Hunger.

In dating and in dieting, I’ve always starved or binged.
I’ve always gone all in or been paralysed by indecision.
And I’ve always cared so much about others, that I forget to love myself.
After this most recent fast, I don’t want to calorie count my feelings anymore.

I have never felt more pressure to take the all-or-nothing binge-purge route than right now.
I was just dumped for struggling with mental illness.
And I get it. I’m struggling. Massively.
But now, the expectations I have for myself to ‘get over it’ quickly are extreme, unrealistic and unattainable.

Ever the perfectionist, I’ve still set them.
I aim to be a size zero in caring about exes.
Yeah, right.

At the moment, nights alone are toxic.
Thoughts circulate, then deeply embed. The rumination is exhausting.

How can I be vulnerable again? How can I allow myself to start again when I am so fundamentally flawed? Especially when these flaws were oh so recently held against me?

Madness is a hungry heart with no hope of satiety.

In my rational mind, I know that crash-dieting doesn’t work in any form.
You can’t take a ketogenic road to good mood and mental wellness.
You can’t weigh yourself each morning and see progress as to how ‘over’ someone you are.
But I am frustrated. I am impatient. I am so sick of feeling so fucking sad.
If I could lipo the love out of my heart, I’d be straight to the back-alley butcher.
I want to see results. Now.

When I’m heartbroken, I lose all appetite.
When I’m in a relationship, I get fat and happy.
Safe to say, I’m back to my skinny, skittish self.

I really do wish I wasn’t so black and white.
I’m too much for a lot of people.
I often feel like I need to water myself down, rinse out my loaded paintbrush heart.
Cutting myself slack is just not something I am good at.

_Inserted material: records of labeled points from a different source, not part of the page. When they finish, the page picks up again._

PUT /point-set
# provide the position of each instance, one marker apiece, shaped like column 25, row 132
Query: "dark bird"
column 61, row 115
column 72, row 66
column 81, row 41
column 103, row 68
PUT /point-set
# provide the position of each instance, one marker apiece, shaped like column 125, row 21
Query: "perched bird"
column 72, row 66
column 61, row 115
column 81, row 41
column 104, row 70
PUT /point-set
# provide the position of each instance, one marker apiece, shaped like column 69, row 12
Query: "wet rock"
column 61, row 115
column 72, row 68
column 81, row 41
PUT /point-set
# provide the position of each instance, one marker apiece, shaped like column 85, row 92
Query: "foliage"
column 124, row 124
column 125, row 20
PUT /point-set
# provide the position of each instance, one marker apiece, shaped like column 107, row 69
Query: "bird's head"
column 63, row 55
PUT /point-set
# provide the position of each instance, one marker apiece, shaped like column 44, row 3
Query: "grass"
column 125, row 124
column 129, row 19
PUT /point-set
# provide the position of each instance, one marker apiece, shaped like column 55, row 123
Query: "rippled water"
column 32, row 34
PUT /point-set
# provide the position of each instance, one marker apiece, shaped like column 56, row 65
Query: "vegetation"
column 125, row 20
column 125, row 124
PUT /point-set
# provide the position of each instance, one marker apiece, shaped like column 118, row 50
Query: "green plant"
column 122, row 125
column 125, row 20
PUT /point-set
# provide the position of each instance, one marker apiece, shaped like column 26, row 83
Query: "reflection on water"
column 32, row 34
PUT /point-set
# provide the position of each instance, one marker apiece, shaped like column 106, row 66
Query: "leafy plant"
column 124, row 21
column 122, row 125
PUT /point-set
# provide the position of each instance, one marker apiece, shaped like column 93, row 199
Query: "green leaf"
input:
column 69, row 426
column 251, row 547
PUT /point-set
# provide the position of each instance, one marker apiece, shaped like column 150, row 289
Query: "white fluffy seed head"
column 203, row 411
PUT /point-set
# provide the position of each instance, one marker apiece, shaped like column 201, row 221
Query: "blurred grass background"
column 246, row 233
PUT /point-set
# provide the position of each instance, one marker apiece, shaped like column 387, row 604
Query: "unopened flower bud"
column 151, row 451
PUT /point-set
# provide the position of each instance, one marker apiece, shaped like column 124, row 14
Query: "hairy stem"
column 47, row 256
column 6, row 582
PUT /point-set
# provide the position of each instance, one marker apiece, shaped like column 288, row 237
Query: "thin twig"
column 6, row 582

Frankly, black and white is comforting.
I’m scared I’ll lose my sharp, defined self if let the grey in.
I have joked so many times that I’ll be less funny or witty, if I start to develop any sense of worth.
But after years of self-deprecation, maybe it’s time to allow it.
Time to let a slight watercolour of vulnerability bleed into my paper-doll self.
Try to consider that it won’t ruin the portrait of perfect I’m painting.

These are nutrients I need to absorb:
I need to learn that I don’t have to haemorrhage to feel.
I need to actually believe that I have more self-care options, not just hurting and hating myself.
I need to acknowledge that if I don’t do this soon, it’s my own fault.

Fuck, I’m so hungry for happiness.
I just hope it’s worth the calories.